Possible miracles

Epistemic status: Speculative and exploratory.

Contributions: Akash wrote the initial list; Thomas reviewed the list and provided additional points. Unless specified otherwise, writing in the first person is by Akash and so are the opinions. Thanks to Joshua Clymer, Tom Shlomi, and Eli Lifland for comments. Thanks to many others for relevant conversations.

If we need a miracle, where might it come from? What would it look like?

Many of the arguments presented in List of Lethalities are compelling to me. Some of my colleagues and I spend many hours thinking about how hard the alignment problem is, analyzing various threat models, and getting familiar with all the ways we could fail.

I thought it would be a useful exercise to intentionally try to think in the opposite way. How might we win?

I have found “miracles” to be a helpful frame, but it’s misleading in some ways. For example, I think the “miracles” frame implies an extremely low chance of success (e.g., <1%) and fosters a “wait and hope” mentality (as opposed to a “proactively make things happen” mentality). I was considering titling this something else (e.g., “Reasons for Hope” or “Possible Victory Conditions”), but these frames also didn’t feel right. With the phrase “miracles,” I’m trying to convey that (a) I don’t feel particularly confident in these ideas, (b) I am aware of many counterarguments to these claims [and indeed some are already presented in List of Lethalities], and (c) I don’t think “hope” or “victory” sets the right tone—the right tone is “ah gosh, things seem really hard, but if we win, maybe we’ll win because of something like this.”

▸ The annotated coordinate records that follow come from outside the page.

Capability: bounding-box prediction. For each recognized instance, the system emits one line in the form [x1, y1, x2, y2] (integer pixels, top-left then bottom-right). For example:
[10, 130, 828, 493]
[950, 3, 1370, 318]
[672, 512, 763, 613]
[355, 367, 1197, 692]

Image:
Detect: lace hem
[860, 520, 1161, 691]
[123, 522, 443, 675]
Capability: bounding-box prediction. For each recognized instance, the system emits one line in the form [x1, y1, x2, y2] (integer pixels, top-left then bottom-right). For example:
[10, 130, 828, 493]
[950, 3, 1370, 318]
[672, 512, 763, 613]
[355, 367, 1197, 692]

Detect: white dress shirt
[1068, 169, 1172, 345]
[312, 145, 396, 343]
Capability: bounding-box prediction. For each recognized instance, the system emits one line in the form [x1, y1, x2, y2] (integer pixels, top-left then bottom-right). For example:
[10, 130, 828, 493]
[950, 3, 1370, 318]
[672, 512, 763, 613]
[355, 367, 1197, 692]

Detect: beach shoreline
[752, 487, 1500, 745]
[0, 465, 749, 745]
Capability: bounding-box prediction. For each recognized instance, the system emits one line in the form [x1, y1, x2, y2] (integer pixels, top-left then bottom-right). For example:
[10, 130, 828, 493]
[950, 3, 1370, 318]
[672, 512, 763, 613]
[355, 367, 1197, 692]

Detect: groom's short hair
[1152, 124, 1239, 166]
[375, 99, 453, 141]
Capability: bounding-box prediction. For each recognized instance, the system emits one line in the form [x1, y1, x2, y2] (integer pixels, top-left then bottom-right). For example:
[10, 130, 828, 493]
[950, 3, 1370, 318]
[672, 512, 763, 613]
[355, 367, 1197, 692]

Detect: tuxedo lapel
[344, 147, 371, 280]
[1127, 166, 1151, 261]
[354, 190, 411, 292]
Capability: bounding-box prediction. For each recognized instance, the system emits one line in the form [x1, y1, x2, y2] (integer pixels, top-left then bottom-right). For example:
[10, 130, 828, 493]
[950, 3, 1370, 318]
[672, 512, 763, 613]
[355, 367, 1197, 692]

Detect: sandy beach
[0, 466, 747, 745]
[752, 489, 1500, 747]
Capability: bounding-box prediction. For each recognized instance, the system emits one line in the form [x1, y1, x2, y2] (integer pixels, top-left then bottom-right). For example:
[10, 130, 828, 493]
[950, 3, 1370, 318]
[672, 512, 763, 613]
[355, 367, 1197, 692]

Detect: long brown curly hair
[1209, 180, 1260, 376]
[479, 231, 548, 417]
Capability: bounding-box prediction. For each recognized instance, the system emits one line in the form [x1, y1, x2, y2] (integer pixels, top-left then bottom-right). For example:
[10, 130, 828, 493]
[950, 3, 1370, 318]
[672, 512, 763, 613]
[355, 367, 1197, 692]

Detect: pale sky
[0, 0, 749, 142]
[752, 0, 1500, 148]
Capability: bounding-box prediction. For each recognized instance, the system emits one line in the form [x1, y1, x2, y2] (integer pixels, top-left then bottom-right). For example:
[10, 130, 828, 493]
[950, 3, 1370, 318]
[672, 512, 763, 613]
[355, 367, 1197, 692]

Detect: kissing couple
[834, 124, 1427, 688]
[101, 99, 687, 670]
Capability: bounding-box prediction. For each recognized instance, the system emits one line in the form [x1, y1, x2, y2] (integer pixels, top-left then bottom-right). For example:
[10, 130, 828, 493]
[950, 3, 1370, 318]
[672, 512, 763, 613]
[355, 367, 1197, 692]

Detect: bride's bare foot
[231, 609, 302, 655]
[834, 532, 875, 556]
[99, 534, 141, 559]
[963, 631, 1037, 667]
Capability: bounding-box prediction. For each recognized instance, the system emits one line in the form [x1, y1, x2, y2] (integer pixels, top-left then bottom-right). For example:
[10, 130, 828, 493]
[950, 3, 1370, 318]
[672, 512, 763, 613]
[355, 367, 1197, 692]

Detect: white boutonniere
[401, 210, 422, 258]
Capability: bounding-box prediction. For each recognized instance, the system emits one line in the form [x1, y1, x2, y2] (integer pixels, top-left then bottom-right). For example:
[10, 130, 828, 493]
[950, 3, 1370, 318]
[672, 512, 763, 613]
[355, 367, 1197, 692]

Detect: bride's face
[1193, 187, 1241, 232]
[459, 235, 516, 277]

I have found it helpful to backchain from these miracles to come up with new project ideas. If you think it’s plausible that we need a miracle, I encourage you to form your own list of possible miracles & think carefully about what kinds of projects might make each one more likely to occur (or make it more likely that we notice one in time).

With this in mind, here’s my list of possible miracles.

New Agendas

1. New people are entering the field of alignment at a faster rate than ever before. Some large programs are being designed to attract more AI safety researchers. One of these new researchers could approach the problem from an entirely new perspective (one that has not yet been discovered by the small community of <300 researchers). Other scientific fields have had moments in which one particularly gifted individual finds a solution that others had missed.

a. There are some programs that are optimizing for finding talented people, exposing them to alignment arguments, and supporting the ones who become interested in alignment.

b. A small fraction of people in the US and UK have been exposed to AI x-risk.

c. Even less effort has gone into outreach to people outside the US and UK.

2. More resources are being poured into the mentorship and training of new alignment researchers. Perhaps the miracle will not come from a new “genius” but from a reasonably smart person (or set of people) who receive high-quality mentorship.

a. The pool of mentors is also expanding. It seems plausible to me that the top 2-10% of junior alignment researchers will soon be ready to take on their own mentees. This not only increases the total pool of mentors but also increases the diversity of thought in the mentorship pool.

b. Some training programs are explicitly trying to get people to think creatively and come up with new agendas (e.g., Refine).

c. Some training programs are explicitly trying to get people from different [non-CS/math] disciplines (e.g., Philosophy Fellowship; PIBBSS).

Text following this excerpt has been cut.